CSE 522
Algorithmic and Economic Aspects of the Internet



General

Syllabus

Lectures

Links


Instructors:   Nicole Immorlica (nickle@microsoft.com)
Mohammad Mahdian (mahdian@microsoft.com)

When/Where: Tuesday/Thursday 10:30-11:50am, CSE 403

Course Description: The Internet, like other social networks, is comprised of independent agents who interact in complex ways to create a web of relations. These local decisions result in a global structure of a surprisingly predictable form. This course studies the structure of these networks with a particular focus on the Internet and web graph. We explore how this structure can be exploited to extract information from such networks. We further study the economic incentives facing the agents in the network, how these incentives affect the structure, and how we can design mechanisms to account for these incentives. Finally, we discuss several mechanism design questions motivated by e-commerce applications.

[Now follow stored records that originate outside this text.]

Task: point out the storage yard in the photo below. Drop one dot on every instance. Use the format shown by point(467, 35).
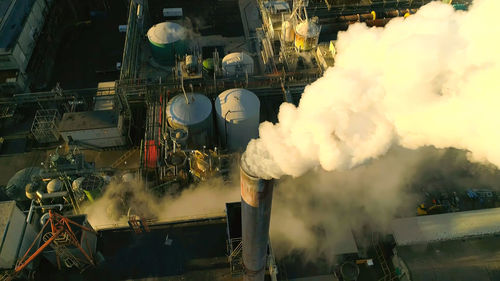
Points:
point(123, 131)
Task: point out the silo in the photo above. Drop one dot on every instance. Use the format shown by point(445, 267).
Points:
point(193, 114)
point(287, 32)
point(237, 64)
point(167, 39)
point(54, 185)
point(238, 113)
point(306, 36)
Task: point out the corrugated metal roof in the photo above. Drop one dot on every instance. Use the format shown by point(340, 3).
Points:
point(424, 229)
point(457, 260)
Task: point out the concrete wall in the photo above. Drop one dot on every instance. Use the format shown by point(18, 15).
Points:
point(12, 239)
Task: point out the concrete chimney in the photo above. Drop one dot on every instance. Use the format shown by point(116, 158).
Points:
point(256, 201)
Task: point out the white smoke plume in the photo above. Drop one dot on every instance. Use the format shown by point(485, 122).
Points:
point(429, 79)
point(206, 198)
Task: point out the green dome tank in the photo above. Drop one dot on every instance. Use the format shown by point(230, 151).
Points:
point(167, 39)
point(16, 187)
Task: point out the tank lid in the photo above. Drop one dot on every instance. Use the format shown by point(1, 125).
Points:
point(241, 103)
point(166, 32)
point(234, 58)
point(307, 28)
point(194, 112)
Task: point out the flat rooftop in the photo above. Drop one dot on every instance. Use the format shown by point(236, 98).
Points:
point(88, 120)
point(193, 250)
point(471, 259)
point(425, 229)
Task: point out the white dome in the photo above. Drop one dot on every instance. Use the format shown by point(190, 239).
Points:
point(242, 103)
point(166, 32)
point(235, 63)
point(238, 113)
point(182, 113)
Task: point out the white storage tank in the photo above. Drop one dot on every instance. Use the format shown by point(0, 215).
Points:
point(306, 35)
point(238, 113)
point(287, 32)
point(193, 115)
point(237, 64)
point(54, 185)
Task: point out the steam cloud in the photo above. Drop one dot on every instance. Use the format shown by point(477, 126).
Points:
point(206, 198)
point(429, 79)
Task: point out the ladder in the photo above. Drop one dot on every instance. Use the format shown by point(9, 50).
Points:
point(137, 224)
point(124, 157)
point(388, 274)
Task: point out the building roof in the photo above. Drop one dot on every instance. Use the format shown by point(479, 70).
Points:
point(166, 32)
point(424, 229)
point(457, 260)
point(88, 120)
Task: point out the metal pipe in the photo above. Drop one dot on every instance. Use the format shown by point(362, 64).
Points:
point(256, 201)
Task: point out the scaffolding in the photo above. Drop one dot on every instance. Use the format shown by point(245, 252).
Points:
point(44, 126)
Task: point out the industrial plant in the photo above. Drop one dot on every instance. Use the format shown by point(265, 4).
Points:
point(123, 131)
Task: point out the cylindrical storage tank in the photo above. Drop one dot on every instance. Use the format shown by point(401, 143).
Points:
point(256, 201)
point(238, 113)
point(306, 36)
point(128, 177)
point(208, 66)
point(193, 115)
point(237, 64)
point(287, 32)
point(191, 63)
point(16, 186)
point(167, 39)
point(77, 183)
point(54, 185)
point(32, 188)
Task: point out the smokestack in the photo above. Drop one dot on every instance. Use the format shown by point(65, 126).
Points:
point(256, 201)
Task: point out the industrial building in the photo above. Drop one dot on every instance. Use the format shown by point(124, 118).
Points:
point(20, 27)
point(453, 246)
point(173, 106)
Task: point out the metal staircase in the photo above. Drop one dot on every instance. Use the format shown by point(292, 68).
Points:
point(124, 157)
point(388, 274)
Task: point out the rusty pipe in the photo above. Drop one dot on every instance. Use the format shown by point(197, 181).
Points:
point(256, 201)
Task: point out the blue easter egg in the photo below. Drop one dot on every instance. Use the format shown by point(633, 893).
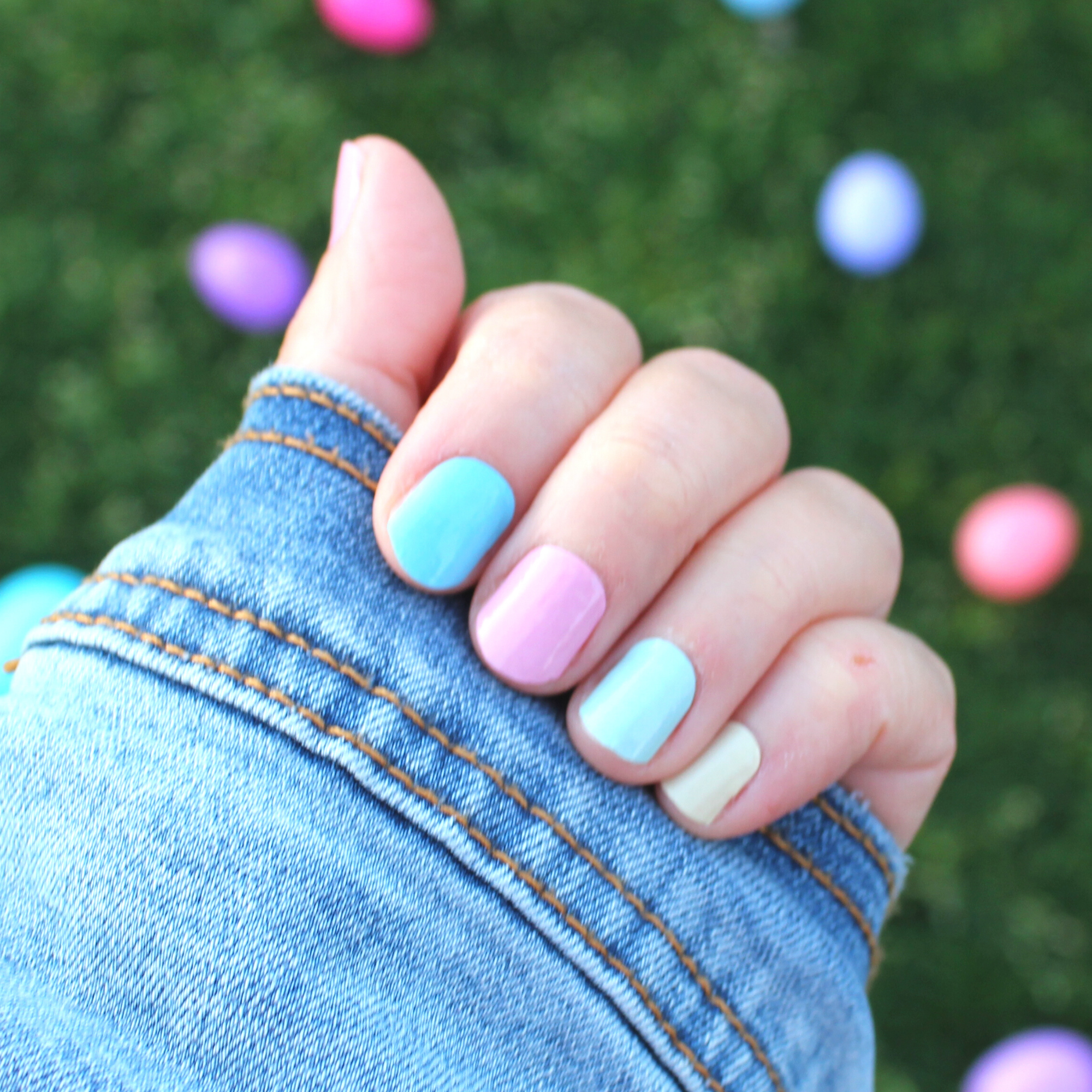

Topics include: Power law degree distribution in social networks, Small world phenomena, Models of power law random graphs, Game-theoretic approaches to modeling network creation, Crawling the web, HITS and Page Rank, Web spam, Rank aggregation and voting theory, Spectral clustering, Peering relations on the Internet, Mechanisms for routing, Spread of viruses on networks, Issues in P2P networks, Recommendation systems, Reputation mechanisms, and Online ad auctions.

Prerequisites: Some background in algorithms, familiarity with graphs, some linear algebra and probability.

Course work: reading papers and possibly a few short problem sets, including simple programming exercises.